外壁のコケ・カビ掃除は自分でできるか|営業7年現調400件で見た「洗浄だけで済む」と「塗装まで必要」の境界

外壁のコケ・カビについて検索すると「家庭用高圧洗浄機で落とせる」「バイオ洗剤を使えば自分で掃除できる」といった一般論は並んでいます。けれど自宅の外壁の症状で本当にDIY洗浄で対応していいのか、洗浄だけで再発を防げるのか、それとも塗装まで進めるべきなのか、という肝心の判断軸を整理した記事は意外と少ないものです。

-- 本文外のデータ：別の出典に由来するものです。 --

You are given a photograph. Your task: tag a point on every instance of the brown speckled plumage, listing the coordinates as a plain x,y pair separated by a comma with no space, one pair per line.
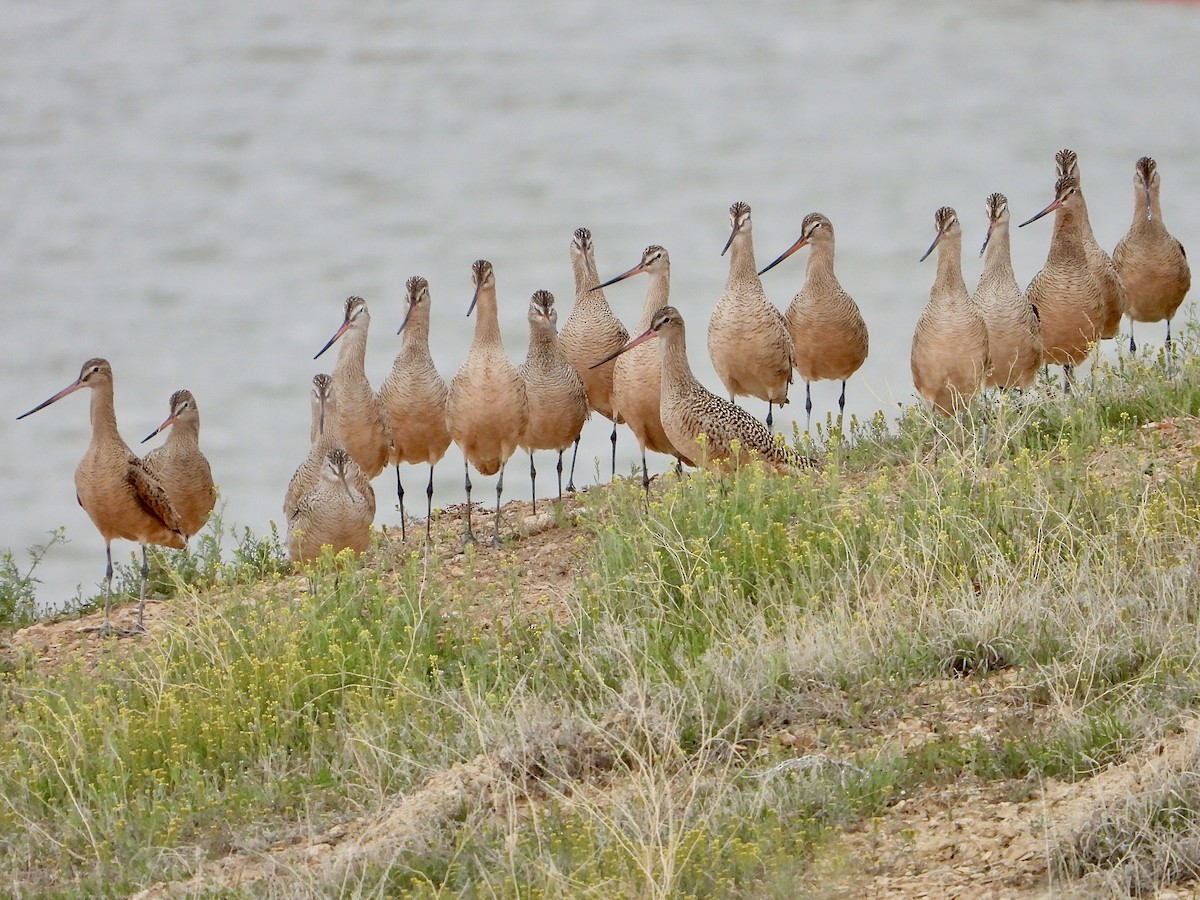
334,511
1153,265
949,347
180,467
363,424
1104,270
827,330
1014,335
1066,293
748,339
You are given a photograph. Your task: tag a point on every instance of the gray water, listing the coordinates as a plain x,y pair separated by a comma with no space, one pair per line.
193,190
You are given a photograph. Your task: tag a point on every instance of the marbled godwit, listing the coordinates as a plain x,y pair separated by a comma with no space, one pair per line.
363,425
1108,279
323,436
333,513
558,401
119,495
949,347
637,375
1069,303
180,467
748,337
487,409
592,331
827,329
690,411
1014,335
414,395
1152,264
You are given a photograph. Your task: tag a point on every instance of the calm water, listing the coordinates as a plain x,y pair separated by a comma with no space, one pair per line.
193,190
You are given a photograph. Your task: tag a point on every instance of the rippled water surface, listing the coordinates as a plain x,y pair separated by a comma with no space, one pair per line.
193,190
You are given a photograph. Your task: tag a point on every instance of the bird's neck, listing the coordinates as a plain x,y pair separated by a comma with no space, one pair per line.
997,258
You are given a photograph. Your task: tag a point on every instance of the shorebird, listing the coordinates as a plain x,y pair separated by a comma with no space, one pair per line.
949,347
558,401
637,375
180,467
414,395
333,513
119,495
708,429
323,436
1014,335
487,409
592,331
1069,303
1108,279
748,339
827,330
1152,264
363,424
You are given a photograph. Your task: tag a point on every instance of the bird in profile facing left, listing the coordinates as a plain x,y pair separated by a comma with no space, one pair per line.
748,339
180,467
1152,264
828,333
949,347
1101,264
487,409
363,424
558,401
592,331
115,490
637,375
1068,298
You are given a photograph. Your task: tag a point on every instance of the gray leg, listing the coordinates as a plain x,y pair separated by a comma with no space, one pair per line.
646,479
499,490
400,496
469,535
429,508
570,481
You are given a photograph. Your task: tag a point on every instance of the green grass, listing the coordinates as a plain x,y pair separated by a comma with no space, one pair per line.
635,748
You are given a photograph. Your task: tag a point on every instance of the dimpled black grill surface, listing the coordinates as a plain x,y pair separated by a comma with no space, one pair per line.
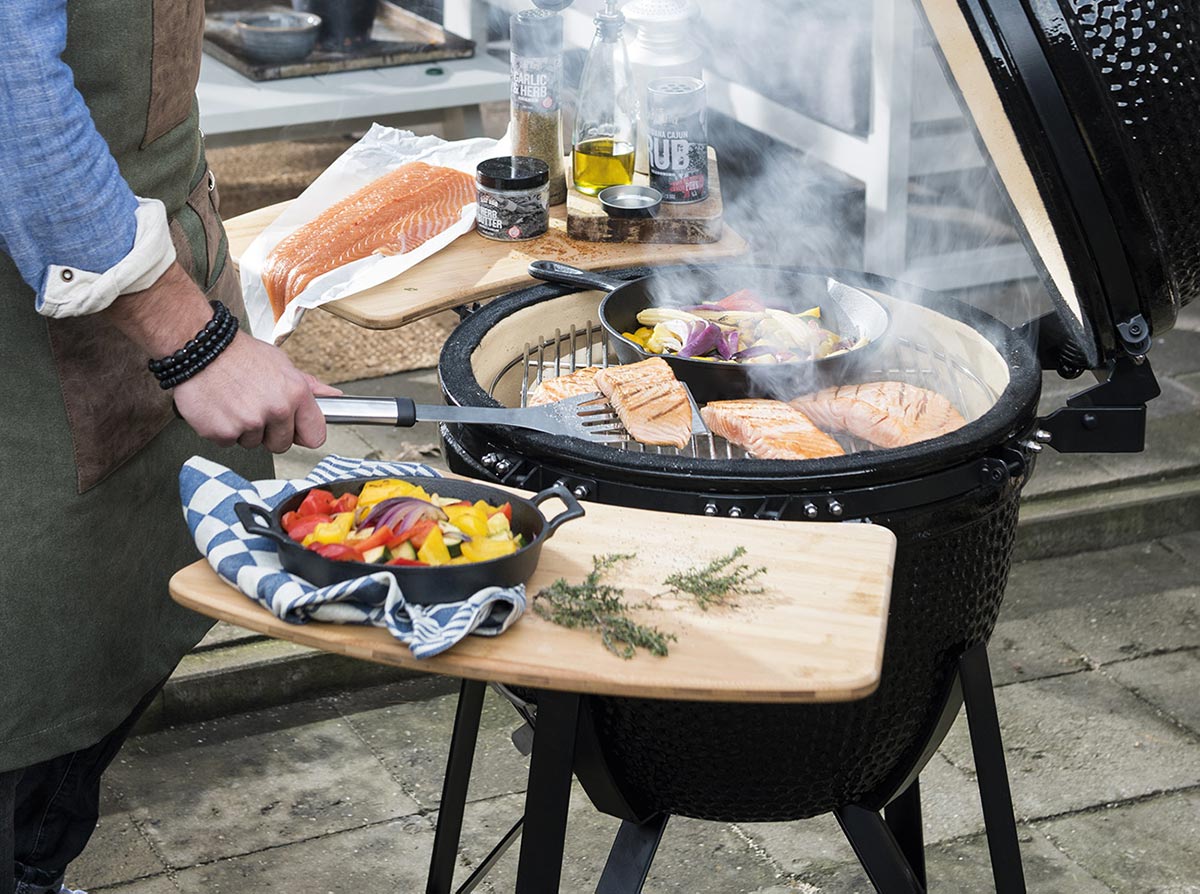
1145,58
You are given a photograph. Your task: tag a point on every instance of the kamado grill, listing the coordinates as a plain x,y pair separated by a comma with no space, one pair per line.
1087,113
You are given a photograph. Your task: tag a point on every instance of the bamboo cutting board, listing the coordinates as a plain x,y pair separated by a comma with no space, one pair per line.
473,268
814,635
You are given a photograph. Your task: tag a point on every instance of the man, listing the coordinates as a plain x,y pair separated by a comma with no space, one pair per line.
111,251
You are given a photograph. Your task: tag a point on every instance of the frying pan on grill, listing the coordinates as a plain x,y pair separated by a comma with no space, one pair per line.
846,311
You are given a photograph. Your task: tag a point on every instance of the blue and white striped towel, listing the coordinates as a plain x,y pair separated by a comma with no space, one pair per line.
209,492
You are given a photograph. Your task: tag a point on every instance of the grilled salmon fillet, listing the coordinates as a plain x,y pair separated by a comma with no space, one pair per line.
887,414
559,388
652,403
391,215
769,430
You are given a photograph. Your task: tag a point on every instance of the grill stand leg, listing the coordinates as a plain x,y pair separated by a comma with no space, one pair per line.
549,797
633,851
991,772
903,816
454,789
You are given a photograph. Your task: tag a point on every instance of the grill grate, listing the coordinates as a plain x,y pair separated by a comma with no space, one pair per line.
904,360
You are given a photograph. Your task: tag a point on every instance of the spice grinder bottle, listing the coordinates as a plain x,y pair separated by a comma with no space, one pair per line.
606,119
537,79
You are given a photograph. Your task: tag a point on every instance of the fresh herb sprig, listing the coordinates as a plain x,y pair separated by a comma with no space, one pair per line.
598,606
718,582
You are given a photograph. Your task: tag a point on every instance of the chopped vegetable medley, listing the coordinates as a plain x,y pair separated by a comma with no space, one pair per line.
738,329
393,522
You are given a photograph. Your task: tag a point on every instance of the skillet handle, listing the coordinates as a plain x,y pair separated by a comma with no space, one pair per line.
568,275
256,520
574,510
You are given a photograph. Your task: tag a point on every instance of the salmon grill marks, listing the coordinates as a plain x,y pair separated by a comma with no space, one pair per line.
652,403
573,384
769,430
391,215
887,414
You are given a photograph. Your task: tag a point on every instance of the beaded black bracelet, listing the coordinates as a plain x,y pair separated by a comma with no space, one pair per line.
198,352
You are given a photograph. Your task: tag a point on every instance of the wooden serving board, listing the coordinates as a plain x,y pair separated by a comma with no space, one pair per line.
814,635
473,268
697,222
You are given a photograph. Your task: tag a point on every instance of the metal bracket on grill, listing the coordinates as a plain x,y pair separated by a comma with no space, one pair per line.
1109,418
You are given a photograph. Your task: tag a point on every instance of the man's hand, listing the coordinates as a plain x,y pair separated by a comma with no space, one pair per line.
250,395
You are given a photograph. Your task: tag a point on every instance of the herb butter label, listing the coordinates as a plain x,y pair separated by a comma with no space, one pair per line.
535,83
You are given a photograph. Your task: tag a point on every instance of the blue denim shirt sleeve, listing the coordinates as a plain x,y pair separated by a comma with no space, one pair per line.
63,199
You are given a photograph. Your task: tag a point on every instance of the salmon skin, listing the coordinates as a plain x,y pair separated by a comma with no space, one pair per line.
652,403
559,388
887,414
769,430
391,215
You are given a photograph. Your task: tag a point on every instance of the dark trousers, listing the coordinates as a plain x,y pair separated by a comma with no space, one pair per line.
49,810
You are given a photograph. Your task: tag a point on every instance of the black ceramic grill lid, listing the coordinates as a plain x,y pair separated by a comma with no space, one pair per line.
1089,111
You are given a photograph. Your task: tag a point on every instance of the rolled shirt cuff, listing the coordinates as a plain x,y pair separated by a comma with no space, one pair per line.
71,292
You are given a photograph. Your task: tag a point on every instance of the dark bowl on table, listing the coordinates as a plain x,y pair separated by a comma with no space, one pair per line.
279,36
423,585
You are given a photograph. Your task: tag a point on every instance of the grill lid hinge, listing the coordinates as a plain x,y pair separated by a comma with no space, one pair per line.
1109,418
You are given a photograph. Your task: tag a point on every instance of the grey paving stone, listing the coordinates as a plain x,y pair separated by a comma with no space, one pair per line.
1029,648
1081,741
412,741
117,851
1091,577
1128,628
1168,682
695,857
1138,849
250,781
965,867
949,809
389,857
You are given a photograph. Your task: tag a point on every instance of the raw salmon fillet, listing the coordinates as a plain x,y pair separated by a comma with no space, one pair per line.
391,215
887,414
769,430
649,400
559,388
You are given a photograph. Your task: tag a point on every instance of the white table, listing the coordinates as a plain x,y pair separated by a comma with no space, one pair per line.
235,109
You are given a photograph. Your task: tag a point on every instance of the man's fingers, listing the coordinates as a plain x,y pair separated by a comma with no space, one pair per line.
310,429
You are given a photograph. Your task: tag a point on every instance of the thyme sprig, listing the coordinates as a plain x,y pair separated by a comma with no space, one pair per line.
598,606
718,582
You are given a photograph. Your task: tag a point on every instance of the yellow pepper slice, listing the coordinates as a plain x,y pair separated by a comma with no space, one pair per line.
433,551
485,550
334,532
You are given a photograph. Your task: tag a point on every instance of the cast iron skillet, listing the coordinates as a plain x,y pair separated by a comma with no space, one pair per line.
423,586
847,311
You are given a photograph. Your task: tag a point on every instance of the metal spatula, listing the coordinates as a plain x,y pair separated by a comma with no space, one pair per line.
588,417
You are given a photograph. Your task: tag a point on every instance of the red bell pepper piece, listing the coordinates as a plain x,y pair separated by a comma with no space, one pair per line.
742,300
346,503
339,552
304,526
317,502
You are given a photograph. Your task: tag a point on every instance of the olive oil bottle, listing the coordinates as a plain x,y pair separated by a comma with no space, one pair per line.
606,118
601,162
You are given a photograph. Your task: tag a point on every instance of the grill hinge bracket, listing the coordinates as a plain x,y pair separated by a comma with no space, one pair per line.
1109,418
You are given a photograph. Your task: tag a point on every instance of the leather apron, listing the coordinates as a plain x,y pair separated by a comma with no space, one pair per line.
89,448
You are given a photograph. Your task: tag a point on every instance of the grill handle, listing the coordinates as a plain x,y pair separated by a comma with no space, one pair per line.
568,275
369,411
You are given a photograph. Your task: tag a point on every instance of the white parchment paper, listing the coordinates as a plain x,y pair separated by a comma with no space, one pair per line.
383,149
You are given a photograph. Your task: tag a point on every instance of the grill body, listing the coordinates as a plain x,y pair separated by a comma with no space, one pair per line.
745,762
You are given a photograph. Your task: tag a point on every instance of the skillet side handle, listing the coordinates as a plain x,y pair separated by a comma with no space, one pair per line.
568,275
574,510
257,521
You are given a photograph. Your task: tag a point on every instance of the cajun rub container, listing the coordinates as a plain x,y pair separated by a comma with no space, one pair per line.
514,198
677,131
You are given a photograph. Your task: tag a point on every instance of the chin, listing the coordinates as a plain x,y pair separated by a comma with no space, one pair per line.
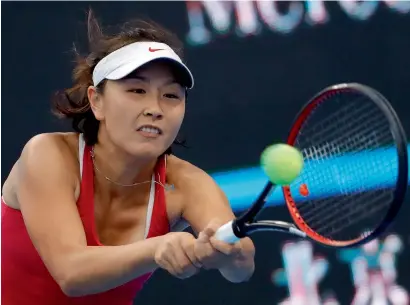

外壁塗装の現場で見てきた範囲では、外壁のコケ・カビは「軽度表面付着」「中度根入り」「重度塗膜下浸食」の3類型に分かれます。それぞれDIY可否・洗浄後の再発率・塗装必要性が大きく変わるのが実情です。

この記事では、コケ・カビ症例の判別・DIY可否・洗浄と塗装の境界条件を、読者がそのまま自宅で使える判断軸として整理します。

この記事でわかること

  • 外壁のコケ・カビは症例3類型(軽度37%/中度42%/重度21%)に分かれ、症例ごとに洗浄で済むか塗装まで進めるかが変わる
  • DIY高圧洗浄が現実的に成立するのは「軽度 × 1階 × サイディング/タイル」に限られる理由
  • 労働安全衛生規則第518条が示す2階以上の高所洗浄のリスクと、足場費用が結局かかる構造
  • 外壁材5種別×症例3類型×階層別のDIY可否マトリクス
  • 洗浄(¥3〜10万円)と塗装(¥80〜140万円)のコスト合理性で選ぶ境界条件

公的情報源: 国土交通省/厚生労働省(労働安全衛生規則第518条)/製品評価技術基盤機構(NITE)/国民生活センター/消費者庁/住宅リフォーム・紛争処理支援センター

結論を先に書きます

外壁のコケ・カビ掃除を自分でできるかは、症例の重さ・外壁材種別・階層の3点で決まります。最も重要なのは症例の見極めで、ここを誤ると洗浄してもすぐに再発します。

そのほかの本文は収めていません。